Clinicians identified several potential benefits of a cognitive strengths approach in FEP that aligned with those found in broader strengths approaches These benefits (e.g., self-efficacy) mediate the relationship between cognition and real-world functioning (e.g., social functioning) [16, 27] and directly enhance cognitive performance . Clinicians also believed that a cognitive strengths approach would reduce self-stigmatisation and perceived defectiveness in young people. Both constructs are known to negatively impact functional and personal recovery [29, 30]. Furthermore, developing knowledge of a young person’s cognitive strengths was believed to assist clinicians and young people to navigate functional recovery pathways together. This collaboration toward shared goals is considered essential for strengthening the therapeutic alliance  and reflects the link between self-competence and intrinsic motivation underlying the self-determination theory . Thus, awareness of cognitive strengths could be instrumental in transforming current biomedical-centric approaches towards more functional and personal recovery focused services.

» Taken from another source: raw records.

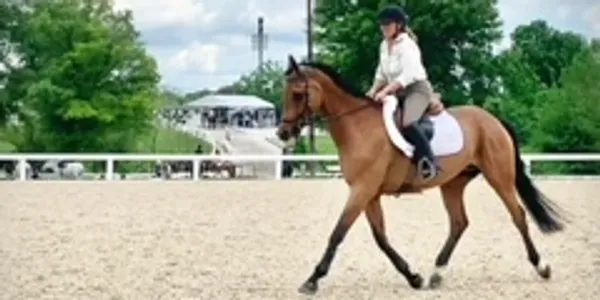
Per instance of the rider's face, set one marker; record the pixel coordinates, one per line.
(388, 30)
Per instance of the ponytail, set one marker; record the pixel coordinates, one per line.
(410, 33)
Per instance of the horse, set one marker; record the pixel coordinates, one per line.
(376, 161)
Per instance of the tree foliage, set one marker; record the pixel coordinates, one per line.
(84, 82)
(266, 83)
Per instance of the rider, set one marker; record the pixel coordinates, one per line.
(401, 74)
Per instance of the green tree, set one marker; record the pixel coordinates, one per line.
(568, 116)
(535, 60)
(546, 50)
(85, 82)
(266, 83)
(455, 37)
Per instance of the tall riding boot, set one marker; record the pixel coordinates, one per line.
(423, 156)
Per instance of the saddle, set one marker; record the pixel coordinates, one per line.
(435, 108)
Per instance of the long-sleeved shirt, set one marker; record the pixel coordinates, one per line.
(402, 64)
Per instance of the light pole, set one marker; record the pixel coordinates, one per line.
(309, 43)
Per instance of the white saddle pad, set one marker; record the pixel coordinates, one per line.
(447, 138)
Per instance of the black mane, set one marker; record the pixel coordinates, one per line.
(335, 76)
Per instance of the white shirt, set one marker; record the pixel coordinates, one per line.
(402, 64)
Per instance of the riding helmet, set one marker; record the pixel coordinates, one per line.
(392, 14)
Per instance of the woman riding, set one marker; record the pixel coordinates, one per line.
(401, 74)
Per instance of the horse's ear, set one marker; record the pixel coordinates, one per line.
(292, 64)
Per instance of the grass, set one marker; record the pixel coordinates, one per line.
(6, 147)
(167, 140)
(164, 140)
(325, 145)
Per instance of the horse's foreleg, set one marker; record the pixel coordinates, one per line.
(453, 196)
(375, 217)
(356, 203)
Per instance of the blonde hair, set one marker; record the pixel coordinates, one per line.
(410, 33)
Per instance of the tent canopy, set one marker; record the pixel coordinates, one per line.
(230, 101)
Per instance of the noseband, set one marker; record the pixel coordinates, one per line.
(307, 115)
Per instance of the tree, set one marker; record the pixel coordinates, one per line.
(546, 50)
(266, 83)
(535, 61)
(85, 82)
(568, 116)
(455, 37)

Clinicians were concerned that a cognitive strengths approach could neglect addressing young people’s deficits. Indeed, understanding and treating deficits in FEP is essential to treatment and underpins diagnosis, illness phase, and preventing relapse, and is recommended in national best-practice guidelines [7, 33]. Nevertheless, strengths-based approaches do not seek to dismiss the treatment of deficits but do aim to identify and utilise strengths for therapeutic gain [17, 34]. Some clinicians expressed concern that young people might feel unacknowledged if cognitive strengths were emphasised. This concern is worthy of consideration, as feeling misunderstood by mental health professionals has been identified as a significant source of distress amongst FEP service users . Notwithstanding the need for sensitive management of this concern, reviews of strengths-based approaches have found that FEP consumers do feel acknowledged .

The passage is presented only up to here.